What is my biological age?
This is a question we ask often. Aging is a biological cause but also involves multiple external factors such as where we live, the environment we surround ourselves with, the lifestyle we lead, what we eat, the exercise we do… Genetics mark 30% of our future but the 70% remaining depends on us and we may change to slow the aging process and get our biological age is even lower than our chronological age.
Humans turned years. This cycle known as chronological age does not stop and is a clear indicator of the time that has elapsed since our birth. However, there is another type of aging which determines what has undergone our organism along life, known as biological age. This age may vary according to lifestyle, diet, stress, etc. Can happens that our biological age has nothing to do with our chronological age. This disparity is ultimately what we commonly call aging (when, for example, we see someone who “has aged more than necessary” ) and may occur in only one part of the body or the whole.

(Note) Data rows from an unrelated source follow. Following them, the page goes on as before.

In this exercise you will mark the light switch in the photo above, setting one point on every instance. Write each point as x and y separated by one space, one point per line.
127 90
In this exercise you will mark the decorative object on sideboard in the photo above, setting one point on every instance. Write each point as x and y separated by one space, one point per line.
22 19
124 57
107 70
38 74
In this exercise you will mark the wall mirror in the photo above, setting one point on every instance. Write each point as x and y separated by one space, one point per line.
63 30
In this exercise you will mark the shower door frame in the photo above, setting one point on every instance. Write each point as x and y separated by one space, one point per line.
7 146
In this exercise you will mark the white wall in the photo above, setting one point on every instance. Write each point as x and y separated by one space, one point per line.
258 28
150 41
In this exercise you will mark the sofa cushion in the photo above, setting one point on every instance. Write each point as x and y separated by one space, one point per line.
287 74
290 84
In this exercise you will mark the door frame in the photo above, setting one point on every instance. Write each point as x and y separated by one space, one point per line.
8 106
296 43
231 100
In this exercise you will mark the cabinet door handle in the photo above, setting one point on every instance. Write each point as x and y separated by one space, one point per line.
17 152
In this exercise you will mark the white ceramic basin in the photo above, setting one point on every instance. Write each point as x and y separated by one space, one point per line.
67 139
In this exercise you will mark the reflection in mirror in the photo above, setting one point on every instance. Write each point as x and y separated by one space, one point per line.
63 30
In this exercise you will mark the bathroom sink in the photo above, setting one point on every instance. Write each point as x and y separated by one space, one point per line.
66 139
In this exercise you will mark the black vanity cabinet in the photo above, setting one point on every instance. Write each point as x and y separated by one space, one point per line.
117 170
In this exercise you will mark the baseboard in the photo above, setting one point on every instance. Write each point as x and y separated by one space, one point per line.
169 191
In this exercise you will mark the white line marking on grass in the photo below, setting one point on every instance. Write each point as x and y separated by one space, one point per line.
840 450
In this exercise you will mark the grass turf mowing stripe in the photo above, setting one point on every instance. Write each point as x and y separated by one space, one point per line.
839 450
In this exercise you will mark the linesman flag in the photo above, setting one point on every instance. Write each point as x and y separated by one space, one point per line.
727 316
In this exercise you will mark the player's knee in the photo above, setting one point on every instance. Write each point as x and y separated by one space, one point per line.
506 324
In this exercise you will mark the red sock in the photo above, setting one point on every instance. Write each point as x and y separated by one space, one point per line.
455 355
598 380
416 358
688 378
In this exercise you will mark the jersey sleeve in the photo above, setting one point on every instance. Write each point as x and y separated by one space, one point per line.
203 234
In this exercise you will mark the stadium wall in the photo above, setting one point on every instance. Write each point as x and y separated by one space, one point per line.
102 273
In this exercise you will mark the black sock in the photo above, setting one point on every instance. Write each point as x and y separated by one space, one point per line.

Thanks to the telomere test we can find out how we can know our biological age. One of the newer tests to indicate the degree of aging is the telomere length analysis. Telomeres are the ends of chromosomes, which play a fundamental role in protecting their integrity and are biomarkers of the degree of aging of the body and life expectancy. In addition, this test of telomere length allows us to know the biological degeneration (cardiovascular disease, obesity, cognitie impairment … ) and make changes in our lifestyle to improve and prevent or predict the early development of certain age-related diseases and try to minimize this risk.
Dr. Gloria Sabater explains more in this video to understand the importance of knowing what our biological age.